Era bien cierto la forma en la que se cuidaba a pesar de nuestra precariedad, no entendía muy bien, que los alimentos en la mesa no fueran los apropiados para mantener a una criatura, y aun así ella vestía como si de una gala se tratase, me daba rabia muchas veces que solo mirara para ella y a mí me dejara de la manera en que lo hacía. Lo poco que entraba en nuestra choza y ¡sí! la denominé choza a una pequeña casa situada en el centro de la Habana en uno de los antiguos edificios de tres plantas, construidos a primeros de siglo, con un patio rectangular hecho de piedra, donde la corrala, que estaba rodeada por los vecinos, colgaba sus prendas, luciendo de esa manera todas las intimidades y sabiendo cada uno de nosotros lo que entraba y dejaba de salir de cada vivienda, vivienda estrecha y mal construida, compuesta de un pequeño hall donde se repartían las estancias, una pequeña cocina de gas con una mesa y dos sillas de madera, separada por una cortina, el retrete, un lavabo con un espejo de media cara, una bañera roñosa, unas baldas para dejar las toallas y las cremas, y un dormitorio cuadrado que compartíamos mi madre yo, ella con una cama pegada a la ventana y yo en una especie de litera maltrecha con un colchón de muelles, adornada con una colcha de flores en tono rosa para darle otra imagen. Eso sí, la música que nunca faltara, un pequeño transistor hacia las delicias matutinas veía a mi madre, a Lola que así se llamaba, una negra de grandes caderas y cintura estrecha, un escote que hubiera podido amamantar a cinco hijos de golpe, una melena ensortijada y de color azabache, bailar y cantar mambo, creo que lo hacía a posta, para no escuchar aquellas palabras en la lejanía del vecindario. Cada tarde se ponía su vestido ceñido de color bermellón, unos tacones de aguja del mismo color y un lápiz de labios rojo profundo para ensalzar sus carnosos labios.

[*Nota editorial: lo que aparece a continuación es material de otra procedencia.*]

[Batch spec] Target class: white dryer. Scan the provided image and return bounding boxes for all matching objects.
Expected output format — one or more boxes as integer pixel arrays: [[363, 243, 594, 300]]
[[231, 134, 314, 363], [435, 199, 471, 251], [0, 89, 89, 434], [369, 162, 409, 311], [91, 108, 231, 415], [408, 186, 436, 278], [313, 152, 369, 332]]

- ¡Vendré de madrugada, Carolina! - me decía mi madre cada noche. - Y para cuando te levantes, tendrás unas tortillas y mango para desayunar, así podrás ir fuerte a la escuela, mi niña. Mami no te abandona, pero tiene que trabajar ¿oíste mi princesa? No abras a nadie, y cuídate mami. Chao.


Y así era, cuando regresaba por las noches antes de que el sol diera vida a nuestra calle, ella ya estaba en la cama y la mesa preparada como lo había dicho. Me vestía, comía alguna tortita y algo de fruta y salía para la escuela. Parte del día la pasaba allí, después regresaba hacía las dos de la tarde y Lola seguía en la cama.


La comida era la misma que había dejado en la mesa mi madre antes de acostarse. Tortitas y fruta. A veces, la dejaba alguna que otra pieza para cuando se despertaba, pero lo primero que hacía era poner el transistor, encender un cigarrillo rubio y contonearse delante de la ventana mientras la música salía por la ventana.


- ¡Maaambo! - gritaba al compás de la melodía, y dejaba que sus enormes caderas siguieran el compás.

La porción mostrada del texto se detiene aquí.